Wohl shows us how moments of judgment—whether by artists, curators, dealers, or collectors—reveal artistic practices to be profoundly sociological, both because artists’ sensibilities are informed by their interactions with others, and because artists’ decisions about their work affect the objects that circulate through the world. We see that judgment is an integral element of the creative process, resulting in the creation of distinctive and original works. Creativity, Wohl shows, rests on these highly social dynamics, and exploring it through this lens sheds new light on the production of cultural objects, markets, and prestige.
Industry Reviews
"Sociological research and theories on creativity assume that creativity is based on collective processes, social evaluations and judgments, and the result of social networks, interactions, and shared beliefs. Hannah Wohl's book Bound by Creativity: How Contemporary Art Is Created and Judged addresses this sociological assumption by providing in-depth insights that she has gathered from a long-term ethnography within the contemporary art world in New York." * American Journal of Sociology *
"Wohl's intriguing book explores the mystery of creativity, the whatever-it-is that informs artists' visions as they shape successful and moving works of art and finds its explanation in the shared and socially supported understanding of the idea of creative vision. An original and profound contribution to the sociology of art."
-- Howard S. Becker
"Bound by Creativity escorts us into a world of radical uncertainty--the contemporary art market in New York City.
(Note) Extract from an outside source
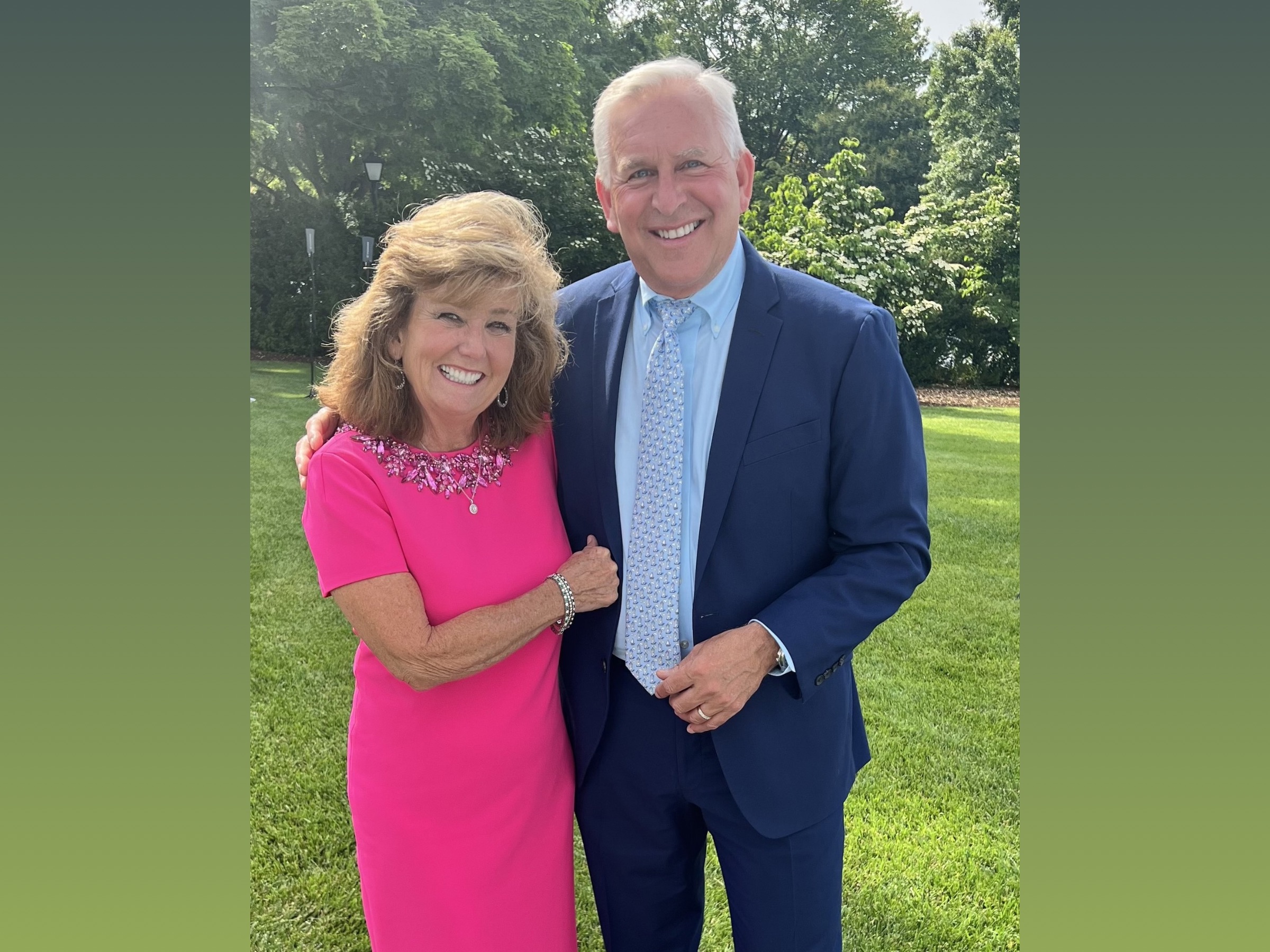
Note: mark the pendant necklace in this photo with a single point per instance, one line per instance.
(471, 499)
(455, 474)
Wohl brings us with her as she witnesses artists engaging with their publics, explaining their worth, and struggling against misinterpretations, or worse. What should count and why? And what to do when the counting goes wrong? These questions animate the creative process where genius emerges or fails to emerge. Artists, art critics, humanists, and social scientists will long debate this book and its findings. And those who care only about the creative process, no matter its field of application, will benefit from the clarity with which that process is described and acted upon. Powerful and evocative, this work shows how creative genius is generated and why it sometimes survives assaults on its worth."